Ⅴにおける三篇の論考は、上述した各論を経た上で「外地日本語文学」とはなにかを定義しつつ、
とくにブラジルにおける「コロニア文学」を例に、「外地日本語文学」の今後の可能性を視野に入れ
た内容となっている。そこには「日本文学」という枠組みのなかでは決して生まれようのないオル
タナティブな文学創作の現場があり、「日本語文学」の可能性がある。著者は、「外地日本語文学」を
「日本語使用者が非日本語との不断の接触・隣接関係を生きるなかから成立した文学」であると定義
する。また、日本語が作家にとって「母語もしくは母国語であろうと、上から押しつけられた『国
家語』にすぎなかろうと」かまわず、「外地経験を背景にもつ」(264 頁)人物が登場するだけでよい
とする。上述した各論をあらためて持ち出すまでもなく、著者の「語圏文学」への意識とその境界
や周縁への関心は本書の通奏低音となっているといえるだろう。
ところで「巡礼」というと聖地や霊場といった場をめぐって恩寵に預かろうとする宗教的行為を
想像してしまう。しかし、それは決して過去の遺構を経めぐっているだけではない。
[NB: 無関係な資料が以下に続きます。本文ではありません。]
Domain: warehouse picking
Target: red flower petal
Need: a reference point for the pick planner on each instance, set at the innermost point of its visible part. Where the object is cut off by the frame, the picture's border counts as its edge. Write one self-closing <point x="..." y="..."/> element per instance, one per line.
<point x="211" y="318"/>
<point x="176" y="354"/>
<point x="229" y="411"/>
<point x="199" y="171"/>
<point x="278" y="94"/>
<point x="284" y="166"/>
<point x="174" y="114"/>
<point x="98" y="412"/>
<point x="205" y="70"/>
「外地日本語文
学」の先人の足跡(=過去)をなぞり、それと対話しながら、現在と未来を見つめること。比較文
学の森を軽快に闊歩するような語り口の背後には、この声にならない切実な叫びが内包されている
ような気がしてならないのである。
参照文献
日比嘉高(2018)「日本語文学の可能性のなかへ、外地を解き放つ」『週刊読書人』3231 号,2018 年 3 月 16 日.
大東和重(2018)「『越境』文学生んだ移動の航跡」『日本経済新聞』2018 年 3 月 17 日.